Y es que los especialistas revelaron que se montaron unas vigas en los cimientos originales para colocar un domo sobre el fuerte, además de que algunas pesadas estructuras de metal “están recargadas” sobre los muros del mismo.
Asimismo perforaron paredes, recortaron muros y se instaló una plancha de concreto y con la colocación de la valla de cristal que impide el paso de la luz del sol y el aire, es inevitable que las paredes se comiencen a humedecer y con ello proliferen los hongos que finalmente desgastarán la roca.
La restauradora perito de Bienes Muebles e Inmuebles del INAH Elisa Ávila, dijo que nunca existió un proyecto ejecutivo que valorara las consecuencias de intervenir el cuartel de Ignacio Zaragoza.
“Los trabajadores ATM del Centro INAH Puebla ratificamos nuestra convicción histórica en la defensa del patrimonio y nos sumamos a la jornada nacional para la defensa del patrimonio cultural emprendida por nuestra organización nacional”, indicó el secretario suplente del ATM, Miguel Balbuena Sánchez.
Además advirtió de vicios ocultos en las obras realizadas en los Fuertes de Loreto y Guadalupe, los cuales van desde humedades a filtraciones que con el tiempo dañarán el inmueble.
Por lo tanto, exigieron solución a los casos en Puebla de daños arquitectónicos por la reciente reestructuración, así como la revisión del guión y componentes museográficos.
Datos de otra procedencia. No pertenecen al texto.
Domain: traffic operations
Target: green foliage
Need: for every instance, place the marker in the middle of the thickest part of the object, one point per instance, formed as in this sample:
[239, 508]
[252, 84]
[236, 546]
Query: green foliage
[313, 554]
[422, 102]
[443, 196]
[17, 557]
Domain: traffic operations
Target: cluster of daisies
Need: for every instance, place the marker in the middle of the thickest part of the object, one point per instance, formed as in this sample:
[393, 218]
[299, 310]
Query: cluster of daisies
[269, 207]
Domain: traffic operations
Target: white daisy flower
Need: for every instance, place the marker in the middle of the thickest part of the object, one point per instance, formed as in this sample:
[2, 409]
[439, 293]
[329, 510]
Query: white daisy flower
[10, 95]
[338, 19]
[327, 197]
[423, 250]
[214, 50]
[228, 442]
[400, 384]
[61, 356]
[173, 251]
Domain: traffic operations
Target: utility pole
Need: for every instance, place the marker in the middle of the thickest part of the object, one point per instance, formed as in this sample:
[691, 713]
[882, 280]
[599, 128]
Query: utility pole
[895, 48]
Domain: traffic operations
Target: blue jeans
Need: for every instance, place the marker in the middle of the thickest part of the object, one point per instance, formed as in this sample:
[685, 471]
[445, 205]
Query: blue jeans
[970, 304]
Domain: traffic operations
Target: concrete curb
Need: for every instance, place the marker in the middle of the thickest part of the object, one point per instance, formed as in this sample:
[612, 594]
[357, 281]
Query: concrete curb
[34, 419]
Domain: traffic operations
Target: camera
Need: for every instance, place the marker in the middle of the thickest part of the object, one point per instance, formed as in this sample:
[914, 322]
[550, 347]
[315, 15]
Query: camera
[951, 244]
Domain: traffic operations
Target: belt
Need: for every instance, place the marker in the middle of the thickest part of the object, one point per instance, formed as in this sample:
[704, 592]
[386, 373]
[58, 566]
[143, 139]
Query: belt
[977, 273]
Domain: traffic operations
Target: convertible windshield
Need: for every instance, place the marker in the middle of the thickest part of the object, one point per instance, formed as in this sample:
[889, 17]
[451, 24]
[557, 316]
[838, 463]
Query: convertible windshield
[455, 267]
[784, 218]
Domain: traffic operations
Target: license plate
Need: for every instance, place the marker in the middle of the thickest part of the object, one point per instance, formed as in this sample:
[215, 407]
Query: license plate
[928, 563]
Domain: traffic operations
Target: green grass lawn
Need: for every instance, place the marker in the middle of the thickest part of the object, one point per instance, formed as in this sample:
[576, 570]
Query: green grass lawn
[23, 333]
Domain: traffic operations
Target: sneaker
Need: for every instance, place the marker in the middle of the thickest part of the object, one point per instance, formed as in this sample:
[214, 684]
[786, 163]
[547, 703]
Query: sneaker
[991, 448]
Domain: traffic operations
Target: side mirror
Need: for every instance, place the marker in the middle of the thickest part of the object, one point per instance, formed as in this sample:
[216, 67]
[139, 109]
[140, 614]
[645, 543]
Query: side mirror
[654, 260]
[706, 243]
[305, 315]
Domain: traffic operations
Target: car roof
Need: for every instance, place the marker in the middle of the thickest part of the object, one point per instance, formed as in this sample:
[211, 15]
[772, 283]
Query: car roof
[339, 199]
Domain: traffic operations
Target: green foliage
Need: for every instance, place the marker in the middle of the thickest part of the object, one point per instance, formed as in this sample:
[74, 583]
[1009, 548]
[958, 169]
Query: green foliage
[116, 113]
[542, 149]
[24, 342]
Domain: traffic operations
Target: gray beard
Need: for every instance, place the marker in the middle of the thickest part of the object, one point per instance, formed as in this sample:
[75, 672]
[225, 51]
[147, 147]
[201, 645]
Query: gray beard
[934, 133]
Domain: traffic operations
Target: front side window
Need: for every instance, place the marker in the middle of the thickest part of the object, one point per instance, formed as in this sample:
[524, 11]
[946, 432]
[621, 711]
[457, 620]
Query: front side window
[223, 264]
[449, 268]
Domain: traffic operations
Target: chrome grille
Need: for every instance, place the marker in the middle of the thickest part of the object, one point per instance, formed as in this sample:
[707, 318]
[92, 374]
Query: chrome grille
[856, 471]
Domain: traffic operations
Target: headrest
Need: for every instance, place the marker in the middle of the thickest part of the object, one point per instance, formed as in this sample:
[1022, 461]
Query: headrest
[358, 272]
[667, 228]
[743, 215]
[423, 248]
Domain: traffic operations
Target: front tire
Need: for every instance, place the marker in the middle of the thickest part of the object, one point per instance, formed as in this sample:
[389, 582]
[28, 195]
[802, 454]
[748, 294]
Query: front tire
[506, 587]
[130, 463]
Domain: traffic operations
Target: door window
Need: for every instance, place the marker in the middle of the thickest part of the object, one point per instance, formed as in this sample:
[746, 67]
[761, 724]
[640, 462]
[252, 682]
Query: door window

Además demandan que se informe de los alcances y condiciones que hay en el Convenio de Comodato de Colaboración entre el INAH y el gobierno del estado de Puebla, con relación a la creación del museo en el Fuerte de Guadalupe.
También el artista Francisco Toledo quien demandó hace unos días suspender las obras en el Fuerte de Guadalupe, por medio de una carta enviada a los investigadores del Instituto Nacional de Antropología e Historia.
“En mi derecho ciudadano doy mi apoyo a los profesores en investigación científica del Instituto Nacional de Antropología e Historia para que se evite la destrucción de las zonas arqueológicas y los monumentos históricos que por obras de infraestructura de fin de sexenio promueven fuera del marco legal los funcionarios de esta institución en las zonas arqueológicas de Tzintzuntzan, Michoacán; de Atzompa, Oaxaca; y de Los Fuertes de Loreto y Guadalupe, Puebla, entre otros.”